From amazon.com: Meet Bliss Cavendar, an indie-rock-loving misfit stuck in the tiny town of Bodeen, Texas. Her pageant-addicted mother expects her to compete for the coveted Miss Bluebonnet crown, but Bliss would rather feast on roaches than be subjected to such rhinestone tyranny. Bliss’s escape? Roller Derby. When she discovers a league in nearby Austin, Bliss embarks on an epic journey full of hilarious tattooed girls, delicious boys in bands, and a few not-so-awesome realities even the most hard-core derby chick has to learn.

"The Lion, The Witch and the Wardrobe" by C.S. Lewis
I know, I know... I really should have read this one before watching the movie. Sorry.
From amazon.com: Peter, Susan, Edmund and Lucy are evacuated to a house during the war wherein lives a vague professor. Left much to their own devices, they find a way into another world - Narnia - and discover Aslan, the lion king in hiding.

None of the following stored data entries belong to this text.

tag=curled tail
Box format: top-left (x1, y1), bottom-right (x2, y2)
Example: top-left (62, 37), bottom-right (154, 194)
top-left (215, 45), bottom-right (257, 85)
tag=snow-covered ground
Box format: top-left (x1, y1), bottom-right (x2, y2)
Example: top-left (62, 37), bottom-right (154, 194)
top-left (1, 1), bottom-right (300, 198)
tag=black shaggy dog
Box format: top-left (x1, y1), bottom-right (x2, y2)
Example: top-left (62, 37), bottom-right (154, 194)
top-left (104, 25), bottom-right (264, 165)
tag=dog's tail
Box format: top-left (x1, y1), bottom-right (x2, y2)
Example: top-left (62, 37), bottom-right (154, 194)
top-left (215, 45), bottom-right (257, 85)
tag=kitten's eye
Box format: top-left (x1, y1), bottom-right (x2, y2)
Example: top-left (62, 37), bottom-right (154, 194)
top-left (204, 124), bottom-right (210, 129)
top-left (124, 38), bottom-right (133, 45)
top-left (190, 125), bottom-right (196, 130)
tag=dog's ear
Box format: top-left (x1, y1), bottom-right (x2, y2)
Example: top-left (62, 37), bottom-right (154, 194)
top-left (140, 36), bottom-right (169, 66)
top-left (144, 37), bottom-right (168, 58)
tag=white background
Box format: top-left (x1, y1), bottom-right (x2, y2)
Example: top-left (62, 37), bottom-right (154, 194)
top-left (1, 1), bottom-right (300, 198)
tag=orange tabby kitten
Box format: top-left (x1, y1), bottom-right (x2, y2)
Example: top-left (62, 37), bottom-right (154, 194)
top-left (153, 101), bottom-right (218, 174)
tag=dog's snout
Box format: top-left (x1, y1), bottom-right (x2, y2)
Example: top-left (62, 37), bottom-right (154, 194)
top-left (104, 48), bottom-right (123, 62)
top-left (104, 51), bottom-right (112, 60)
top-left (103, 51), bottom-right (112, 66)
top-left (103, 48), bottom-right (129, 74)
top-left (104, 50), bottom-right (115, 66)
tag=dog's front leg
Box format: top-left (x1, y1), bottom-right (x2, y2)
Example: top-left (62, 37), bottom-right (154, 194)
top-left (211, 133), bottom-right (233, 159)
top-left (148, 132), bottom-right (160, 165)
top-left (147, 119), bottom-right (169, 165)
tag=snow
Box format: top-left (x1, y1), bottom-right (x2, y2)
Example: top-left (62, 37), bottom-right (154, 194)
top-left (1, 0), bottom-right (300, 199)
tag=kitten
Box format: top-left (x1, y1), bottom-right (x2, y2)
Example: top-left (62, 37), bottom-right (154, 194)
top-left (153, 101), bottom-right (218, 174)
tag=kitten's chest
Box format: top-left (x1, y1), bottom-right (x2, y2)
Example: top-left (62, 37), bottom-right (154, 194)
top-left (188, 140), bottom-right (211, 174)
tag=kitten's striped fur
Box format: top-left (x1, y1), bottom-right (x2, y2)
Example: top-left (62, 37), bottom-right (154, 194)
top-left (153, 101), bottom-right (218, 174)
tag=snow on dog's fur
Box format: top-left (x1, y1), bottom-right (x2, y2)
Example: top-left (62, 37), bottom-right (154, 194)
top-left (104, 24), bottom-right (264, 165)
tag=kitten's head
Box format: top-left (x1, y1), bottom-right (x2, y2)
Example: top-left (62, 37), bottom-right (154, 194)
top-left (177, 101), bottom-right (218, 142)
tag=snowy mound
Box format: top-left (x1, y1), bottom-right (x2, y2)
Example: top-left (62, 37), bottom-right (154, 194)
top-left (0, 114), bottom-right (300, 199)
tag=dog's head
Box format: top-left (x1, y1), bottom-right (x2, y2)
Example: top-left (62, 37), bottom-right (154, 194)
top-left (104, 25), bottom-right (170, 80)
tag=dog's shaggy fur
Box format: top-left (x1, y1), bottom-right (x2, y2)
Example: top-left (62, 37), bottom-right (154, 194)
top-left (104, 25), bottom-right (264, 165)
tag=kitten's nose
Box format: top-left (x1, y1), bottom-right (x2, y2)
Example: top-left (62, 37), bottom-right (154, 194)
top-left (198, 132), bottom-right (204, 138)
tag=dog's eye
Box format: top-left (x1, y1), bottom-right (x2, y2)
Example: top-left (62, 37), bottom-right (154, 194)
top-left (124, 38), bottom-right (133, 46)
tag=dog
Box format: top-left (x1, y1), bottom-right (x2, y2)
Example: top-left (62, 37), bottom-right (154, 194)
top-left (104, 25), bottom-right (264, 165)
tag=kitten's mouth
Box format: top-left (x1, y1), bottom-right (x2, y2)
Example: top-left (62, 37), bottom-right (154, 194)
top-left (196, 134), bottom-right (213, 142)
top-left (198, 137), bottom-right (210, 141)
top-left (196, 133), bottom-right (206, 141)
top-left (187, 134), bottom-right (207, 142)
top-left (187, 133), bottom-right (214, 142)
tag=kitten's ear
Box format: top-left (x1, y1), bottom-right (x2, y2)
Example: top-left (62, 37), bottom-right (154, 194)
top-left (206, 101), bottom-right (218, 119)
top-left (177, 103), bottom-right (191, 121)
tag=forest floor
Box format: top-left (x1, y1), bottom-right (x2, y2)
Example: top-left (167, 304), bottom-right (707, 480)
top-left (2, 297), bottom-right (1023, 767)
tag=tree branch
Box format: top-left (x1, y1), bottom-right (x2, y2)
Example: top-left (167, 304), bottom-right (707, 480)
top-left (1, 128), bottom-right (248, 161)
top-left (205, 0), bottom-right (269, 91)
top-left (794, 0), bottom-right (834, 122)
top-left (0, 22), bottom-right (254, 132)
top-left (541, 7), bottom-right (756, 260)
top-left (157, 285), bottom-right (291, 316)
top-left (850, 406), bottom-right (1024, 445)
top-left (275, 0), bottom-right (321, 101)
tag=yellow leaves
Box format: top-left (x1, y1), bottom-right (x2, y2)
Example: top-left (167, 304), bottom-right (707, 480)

"Thank You for Smoking" by Christopher Buckley
Great movie - heard the book is fun. From amazon.com: "Nick Naylor had been called most things since becoming chief spokesman for the Academy of Tobacco Studies, but until now no one had actually compared him to Satan." So begins the adventures of this protagonist, a shamelessly slimy yuppie and PR flack par excellence for the tobacco industry. The story, such as it is, consists of Naylor's attempts to prop up his failing corporate star by expanding his defense of the evil weed. Working the airwaves, he engineers successful, hysterical appearances on Oprah and Larry King , after which he's kidnapped by anti-tobacco terrorists who attempt to murder him by plastering his body with nicotine patches.